Sustainable Wood: Certifying Sustainable Forestry Management

If you love the look and feel of real wood but also want to save trees, you’ll need to wade through the certification choices, learn to conserve and use your own common sense.

| November/December 2002

  • Collins Companies
  • A contractor unloads logs taken from the Collins Companies’ FSC-certified forest in Pennsylvania.
    Collins Companies

  • Photo by Joe Hurst-Wajszczuk
  • Colorado Tree and Shrubbery turns ornamental trees discarded by the City of Denver into useful lumber.
    Photo by Joe Hurst-Wajszczuk
  • Collins Companies’ TruWood siding is 50 percent recyled and recovered wood fiber, and FSC-certified.
    Collins Companies

The world’s forests provide as much valuable shelter to us when left standing as when they’re cut down to build our homes. By absorbing and storing carbon dioxide (the principle greenhouse gas) and releasing oxygen they simultaneously work to counteract global warming and supply us with the air we need to survive.

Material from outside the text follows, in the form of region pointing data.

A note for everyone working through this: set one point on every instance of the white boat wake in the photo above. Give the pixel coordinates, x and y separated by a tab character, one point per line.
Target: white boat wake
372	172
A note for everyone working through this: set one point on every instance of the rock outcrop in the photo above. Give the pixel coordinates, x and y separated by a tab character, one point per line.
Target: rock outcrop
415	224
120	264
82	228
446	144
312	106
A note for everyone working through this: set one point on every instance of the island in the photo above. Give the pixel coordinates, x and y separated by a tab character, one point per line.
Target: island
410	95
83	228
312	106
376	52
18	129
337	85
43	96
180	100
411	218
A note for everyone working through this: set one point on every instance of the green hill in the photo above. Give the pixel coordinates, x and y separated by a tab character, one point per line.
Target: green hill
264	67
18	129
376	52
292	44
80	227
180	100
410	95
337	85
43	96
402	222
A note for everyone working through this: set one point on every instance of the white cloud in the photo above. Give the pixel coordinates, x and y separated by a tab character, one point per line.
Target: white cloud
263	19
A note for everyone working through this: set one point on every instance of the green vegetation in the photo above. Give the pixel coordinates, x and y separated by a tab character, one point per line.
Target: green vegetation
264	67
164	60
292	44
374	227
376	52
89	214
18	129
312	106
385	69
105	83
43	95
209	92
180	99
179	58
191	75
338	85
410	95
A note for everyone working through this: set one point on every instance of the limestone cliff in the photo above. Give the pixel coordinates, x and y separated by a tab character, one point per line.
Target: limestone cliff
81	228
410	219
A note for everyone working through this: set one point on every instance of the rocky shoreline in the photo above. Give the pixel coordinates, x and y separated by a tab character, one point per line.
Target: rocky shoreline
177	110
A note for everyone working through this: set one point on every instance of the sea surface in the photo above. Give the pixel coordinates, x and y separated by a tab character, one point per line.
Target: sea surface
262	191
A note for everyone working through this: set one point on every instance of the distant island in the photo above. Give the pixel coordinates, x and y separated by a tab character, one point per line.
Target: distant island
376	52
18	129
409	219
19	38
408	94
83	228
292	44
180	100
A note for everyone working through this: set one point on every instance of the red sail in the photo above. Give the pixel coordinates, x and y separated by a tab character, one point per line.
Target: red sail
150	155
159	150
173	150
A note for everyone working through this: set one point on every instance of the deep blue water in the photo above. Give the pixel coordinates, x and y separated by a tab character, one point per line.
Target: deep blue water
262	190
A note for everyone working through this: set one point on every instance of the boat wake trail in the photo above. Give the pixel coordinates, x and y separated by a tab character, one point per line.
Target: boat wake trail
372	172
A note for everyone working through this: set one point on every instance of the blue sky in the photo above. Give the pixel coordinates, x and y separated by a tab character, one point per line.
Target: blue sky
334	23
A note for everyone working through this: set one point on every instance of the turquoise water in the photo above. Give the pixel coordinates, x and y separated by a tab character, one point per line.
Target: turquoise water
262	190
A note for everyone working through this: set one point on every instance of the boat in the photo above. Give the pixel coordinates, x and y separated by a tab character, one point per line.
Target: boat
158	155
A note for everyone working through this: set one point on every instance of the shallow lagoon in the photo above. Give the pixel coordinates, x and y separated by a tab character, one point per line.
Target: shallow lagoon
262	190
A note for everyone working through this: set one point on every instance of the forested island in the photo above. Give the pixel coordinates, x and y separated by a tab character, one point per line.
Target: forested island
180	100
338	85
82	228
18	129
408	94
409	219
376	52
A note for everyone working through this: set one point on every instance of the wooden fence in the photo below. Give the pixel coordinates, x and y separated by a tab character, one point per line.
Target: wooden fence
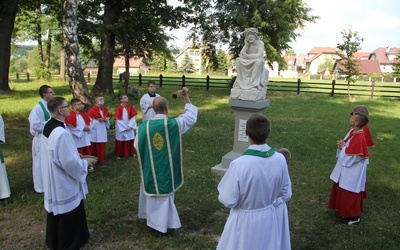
332	88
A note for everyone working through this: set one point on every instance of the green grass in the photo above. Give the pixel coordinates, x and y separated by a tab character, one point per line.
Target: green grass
309	125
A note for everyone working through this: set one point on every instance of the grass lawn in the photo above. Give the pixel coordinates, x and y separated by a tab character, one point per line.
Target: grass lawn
309	125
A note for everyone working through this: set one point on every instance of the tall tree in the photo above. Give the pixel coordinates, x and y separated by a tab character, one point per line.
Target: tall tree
143	21
396	66
223	21
347	64
70	39
8	11
187	65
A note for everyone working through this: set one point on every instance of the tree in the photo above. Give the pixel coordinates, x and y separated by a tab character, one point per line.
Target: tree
347	64
187	65
70	39
396	66
327	63
8	11
224	22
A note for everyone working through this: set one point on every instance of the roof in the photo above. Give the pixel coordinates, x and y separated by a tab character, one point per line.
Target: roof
134	62
317	51
383	53
361	55
366	67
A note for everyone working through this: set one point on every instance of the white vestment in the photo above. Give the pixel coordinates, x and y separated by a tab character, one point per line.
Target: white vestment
256	189
350	171
37	122
64	172
121	134
161	212
145	102
80	136
99	130
4	185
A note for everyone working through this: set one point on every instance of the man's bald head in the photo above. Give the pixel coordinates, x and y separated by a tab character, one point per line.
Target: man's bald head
160	105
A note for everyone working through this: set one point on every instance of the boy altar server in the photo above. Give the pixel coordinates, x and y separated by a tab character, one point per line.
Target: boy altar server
64	182
78	124
4	185
250	188
37	119
99	123
125	127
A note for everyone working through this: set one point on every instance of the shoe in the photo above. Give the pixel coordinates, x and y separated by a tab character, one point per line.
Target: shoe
354	221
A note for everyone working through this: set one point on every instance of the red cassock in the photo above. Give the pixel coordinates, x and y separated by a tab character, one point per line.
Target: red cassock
124	148
350	204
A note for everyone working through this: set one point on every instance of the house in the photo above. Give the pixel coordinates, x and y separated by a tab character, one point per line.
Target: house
366	67
194	55
136	65
316	56
386	57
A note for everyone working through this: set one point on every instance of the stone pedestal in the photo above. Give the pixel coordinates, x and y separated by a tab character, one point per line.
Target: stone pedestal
243	110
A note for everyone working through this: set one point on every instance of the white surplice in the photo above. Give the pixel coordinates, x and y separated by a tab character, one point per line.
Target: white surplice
145	102
4	185
121	132
256	189
37	122
161	212
64	172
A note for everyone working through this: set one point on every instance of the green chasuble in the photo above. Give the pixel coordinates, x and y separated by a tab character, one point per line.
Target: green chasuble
160	156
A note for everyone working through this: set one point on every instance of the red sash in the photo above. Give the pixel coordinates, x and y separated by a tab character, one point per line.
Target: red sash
129	108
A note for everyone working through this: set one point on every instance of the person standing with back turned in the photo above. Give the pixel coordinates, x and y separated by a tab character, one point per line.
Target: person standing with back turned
250	187
64	182
159	149
37	119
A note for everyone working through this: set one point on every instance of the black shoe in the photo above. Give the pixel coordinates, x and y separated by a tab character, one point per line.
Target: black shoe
353	221
159	234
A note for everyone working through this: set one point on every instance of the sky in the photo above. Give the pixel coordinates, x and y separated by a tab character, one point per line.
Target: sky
377	21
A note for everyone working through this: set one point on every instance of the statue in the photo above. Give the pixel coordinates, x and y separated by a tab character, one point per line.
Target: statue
252	76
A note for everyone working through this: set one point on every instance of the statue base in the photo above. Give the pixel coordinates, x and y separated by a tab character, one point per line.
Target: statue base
248	94
243	110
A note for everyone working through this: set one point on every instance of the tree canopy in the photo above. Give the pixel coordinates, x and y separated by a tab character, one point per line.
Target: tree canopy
223	21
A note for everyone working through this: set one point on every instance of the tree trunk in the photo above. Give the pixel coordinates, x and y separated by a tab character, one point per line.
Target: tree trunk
62	64
8	11
70	39
48	51
39	37
112	13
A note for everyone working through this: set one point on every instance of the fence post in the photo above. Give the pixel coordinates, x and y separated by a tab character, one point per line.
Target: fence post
207	82
298	86
333	88
372	89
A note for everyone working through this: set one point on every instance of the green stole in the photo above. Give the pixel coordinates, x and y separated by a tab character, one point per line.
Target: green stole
46	113
1	156
263	154
160	156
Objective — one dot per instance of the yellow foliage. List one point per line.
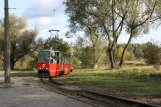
(119, 54)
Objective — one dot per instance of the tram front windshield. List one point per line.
(44, 57)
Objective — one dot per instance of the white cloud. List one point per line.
(43, 8)
(45, 21)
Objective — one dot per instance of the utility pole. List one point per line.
(6, 44)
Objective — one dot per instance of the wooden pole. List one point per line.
(6, 44)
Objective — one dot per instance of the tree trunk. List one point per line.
(124, 50)
(111, 58)
(12, 64)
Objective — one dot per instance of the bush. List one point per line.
(152, 53)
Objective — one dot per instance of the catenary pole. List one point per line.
(6, 43)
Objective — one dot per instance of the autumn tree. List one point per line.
(110, 17)
(152, 53)
(21, 39)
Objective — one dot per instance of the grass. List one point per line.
(23, 73)
(141, 80)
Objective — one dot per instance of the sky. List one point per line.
(40, 13)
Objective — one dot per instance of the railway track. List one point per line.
(108, 101)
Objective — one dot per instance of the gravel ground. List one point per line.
(28, 94)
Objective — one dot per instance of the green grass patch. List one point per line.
(142, 80)
(23, 73)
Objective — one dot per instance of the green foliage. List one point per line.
(22, 41)
(87, 58)
(108, 18)
(152, 53)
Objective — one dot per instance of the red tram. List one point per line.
(53, 63)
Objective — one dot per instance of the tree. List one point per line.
(110, 17)
(107, 16)
(21, 40)
(138, 22)
(152, 53)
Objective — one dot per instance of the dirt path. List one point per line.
(28, 94)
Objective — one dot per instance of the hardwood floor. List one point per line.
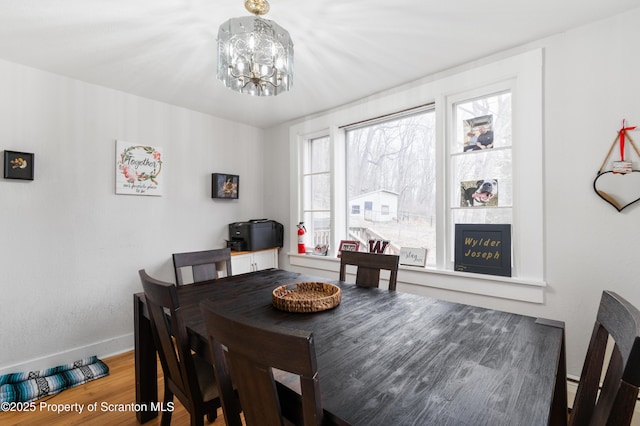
(110, 391)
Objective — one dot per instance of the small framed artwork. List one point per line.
(18, 165)
(479, 193)
(225, 186)
(478, 133)
(348, 245)
(413, 256)
(483, 249)
(321, 250)
(138, 169)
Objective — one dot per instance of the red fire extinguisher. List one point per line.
(301, 232)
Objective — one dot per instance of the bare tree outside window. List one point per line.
(391, 182)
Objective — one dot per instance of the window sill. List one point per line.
(512, 288)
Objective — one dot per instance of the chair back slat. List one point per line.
(614, 403)
(369, 267)
(193, 383)
(203, 264)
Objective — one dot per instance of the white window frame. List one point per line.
(522, 74)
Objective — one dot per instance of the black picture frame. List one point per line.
(224, 185)
(483, 249)
(18, 165)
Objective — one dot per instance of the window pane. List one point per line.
(317, 158)
(318, 225)
(391, 182)
(317, 192)
(470, 169)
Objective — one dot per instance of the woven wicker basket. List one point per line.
(306, 297)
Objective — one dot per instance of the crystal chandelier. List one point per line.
(255, 55)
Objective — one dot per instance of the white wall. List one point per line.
(591, 84)
(70, 247)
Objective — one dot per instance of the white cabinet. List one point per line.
(250, 261)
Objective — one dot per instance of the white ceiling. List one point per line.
(344, 49)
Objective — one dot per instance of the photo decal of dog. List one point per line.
(479, 193)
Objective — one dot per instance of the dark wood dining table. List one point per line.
(394, 358)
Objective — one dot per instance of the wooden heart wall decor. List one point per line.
(619, 186)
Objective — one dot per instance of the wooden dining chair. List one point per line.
(203, 264)
(615, 402)
(189, 377)
(246, 353)
(369, 266)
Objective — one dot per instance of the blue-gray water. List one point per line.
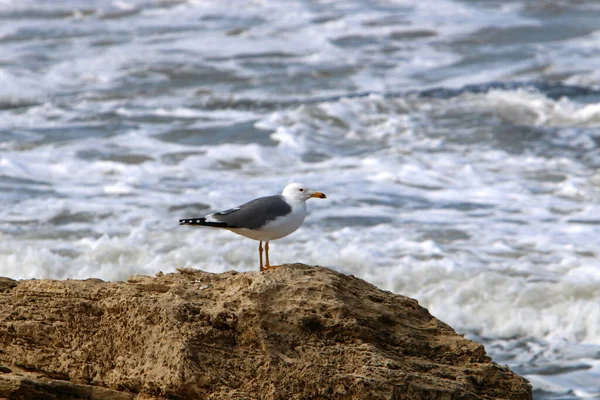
(457, 142)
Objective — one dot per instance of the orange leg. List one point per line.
(267, 265)
(260, 256)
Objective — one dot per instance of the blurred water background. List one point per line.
(457, 141)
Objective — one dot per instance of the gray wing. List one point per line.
(253, 214)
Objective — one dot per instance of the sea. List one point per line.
(457, 142)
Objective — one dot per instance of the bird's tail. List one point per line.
(201, 221)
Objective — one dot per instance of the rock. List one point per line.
(296, 332)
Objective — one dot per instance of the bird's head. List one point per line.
(299, 192)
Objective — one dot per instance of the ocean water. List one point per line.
(457, 142)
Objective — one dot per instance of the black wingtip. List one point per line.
(191, 221)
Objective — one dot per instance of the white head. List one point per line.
(299, 192)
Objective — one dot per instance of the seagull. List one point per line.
(263, 219)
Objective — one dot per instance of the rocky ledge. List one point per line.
(296, 332)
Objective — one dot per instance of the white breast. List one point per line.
(279, 227)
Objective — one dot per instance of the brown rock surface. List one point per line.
(296, 332)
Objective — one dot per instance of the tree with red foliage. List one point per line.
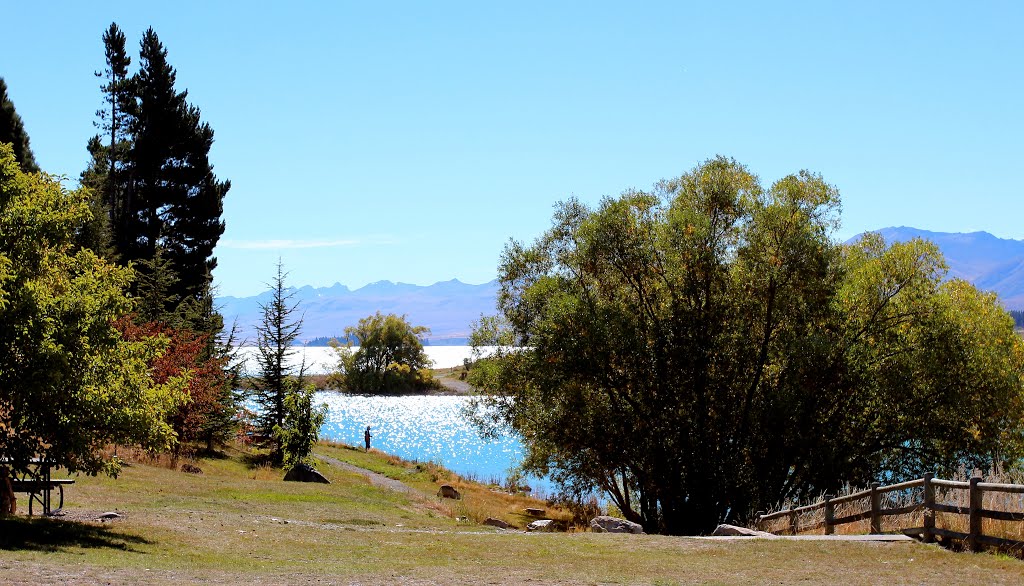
(209, 386)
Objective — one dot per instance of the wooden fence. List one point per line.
(974, 538)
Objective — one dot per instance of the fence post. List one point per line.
(975, 510)
(829, 515)
(929, 512)
(876, 508)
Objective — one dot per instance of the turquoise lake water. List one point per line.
(424, 428)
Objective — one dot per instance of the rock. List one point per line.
(733, 531)
(544, 525)
(605, 524)
(449, 492)
(496, 522)
(305, 473)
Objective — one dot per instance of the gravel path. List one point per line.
(376, 478)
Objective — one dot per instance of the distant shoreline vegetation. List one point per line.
(325, 341)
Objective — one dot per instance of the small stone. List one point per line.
(544, 525)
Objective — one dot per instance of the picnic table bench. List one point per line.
(39, 486)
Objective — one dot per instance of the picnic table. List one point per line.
(38, 484)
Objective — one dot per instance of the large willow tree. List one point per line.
(707, 349)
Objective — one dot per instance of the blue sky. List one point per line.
(411, 140)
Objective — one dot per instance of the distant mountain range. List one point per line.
(446, 307)
(450, 306)
(990, 263)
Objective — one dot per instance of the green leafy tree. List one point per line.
(706, 350)
(70, 384)
(12, 131)
(300, 430)
(390, 357)
(278, 378)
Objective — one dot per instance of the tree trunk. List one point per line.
(8, 504)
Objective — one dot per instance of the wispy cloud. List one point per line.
(297, 244)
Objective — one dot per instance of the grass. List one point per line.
(226, 526)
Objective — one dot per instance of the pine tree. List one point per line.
(12, 130)
(175, 200)
(153, 176)
(275, 333)
(107, 174)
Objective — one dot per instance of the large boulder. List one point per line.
(305, 473)
(544, 525)
(733, 531)
(496, 522)
(605, 524)
(449, 492)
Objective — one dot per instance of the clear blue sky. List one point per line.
(410, 140)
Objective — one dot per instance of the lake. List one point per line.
(424, 428)
(415, 427)
(322, 360)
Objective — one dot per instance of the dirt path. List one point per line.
(376, 478)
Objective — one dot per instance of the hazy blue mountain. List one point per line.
(990, 263)
(450, 306)
(446, 307)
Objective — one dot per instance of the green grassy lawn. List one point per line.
(233, 525)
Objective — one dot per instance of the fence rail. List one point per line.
(974, 538)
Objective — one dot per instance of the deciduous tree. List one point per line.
(390, 357)
(707, 349)
(70, 383)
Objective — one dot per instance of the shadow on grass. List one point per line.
(53, 535)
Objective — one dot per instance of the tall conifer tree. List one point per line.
(107, 175)
(176, 199)
(152, 165)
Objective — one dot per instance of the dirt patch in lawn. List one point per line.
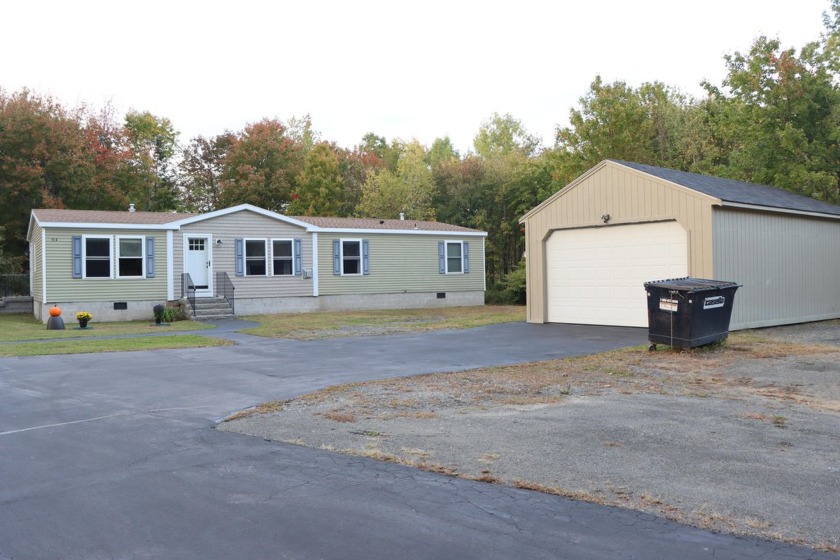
(741, 437)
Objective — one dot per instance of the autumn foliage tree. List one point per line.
(319, 184)
(261, 167)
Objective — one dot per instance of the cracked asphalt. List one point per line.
(115, 456)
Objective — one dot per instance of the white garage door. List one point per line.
(595, 276)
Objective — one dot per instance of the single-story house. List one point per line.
(591, 246)
(118, 265)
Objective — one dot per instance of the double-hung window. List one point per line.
(130, 257)
(255, 257)
(282, 257)
(120, 256)
(454, 257)
(351, 257)
(97, 257)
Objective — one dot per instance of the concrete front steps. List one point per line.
(212, 309)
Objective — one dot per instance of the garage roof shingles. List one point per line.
(738, 192)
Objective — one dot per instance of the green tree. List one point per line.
(43, 161)
(299, 129)
(319, 185)
(152, 143)
(616, 121)
(503, 134)
(410, 190)
(261, 167)
(442, 151)
(200, 172)
(778, 117)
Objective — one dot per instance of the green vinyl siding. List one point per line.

Since the late 1950s, nearly one-fifth of the world’s forests have disappeared. In fact, every second, another acre of rain forest is intentionally destroyed by fire for agricultural purposes. As deforestation continues to accelerate, forests are unable to provide climate control, soil conservation, or wildlife habitats. As a result, the world’s forests now lose more carbon to the atmosphere than they absorb, fueling climate changes. Based on our current rate of deforestation, some predict that the rainforests will completely disappear by the end of the century.

So what can we do? 

For many, the answer lies in certification. In theory, certified wood and wood products come with “chain of custody” documents proving that they originated from sustainably managed forests, thus offering a way to recognize and reward practitioners with higher prices or stronger demand. Certification also provides a means to address and monitor forestry issues.

Certification of forestry practices arose, in part, out of bitter confrontations in the late 1980s between environmentalists dedicated to protecting old growth forests and members of the timber industry, whose livelihoods depended on harvesting them. In August 1999 Arthur Blank, the president and CEO of Home Depot, brought this issue to center stage by promising to “eliminate from our stores wood from endangered species . . . and give preference to certified wood” by the end of 2002. Lowe’s and IKEA soon followed suit.

But shopping for a logo claiming that a product is harvested from sustainable wood doesn’t guarantee that you’ve made the most environmentally responsible choice. Different certifiers have different definitions of “green forestry;” some businesses have created their own logos without significantly changing their harvesting methods.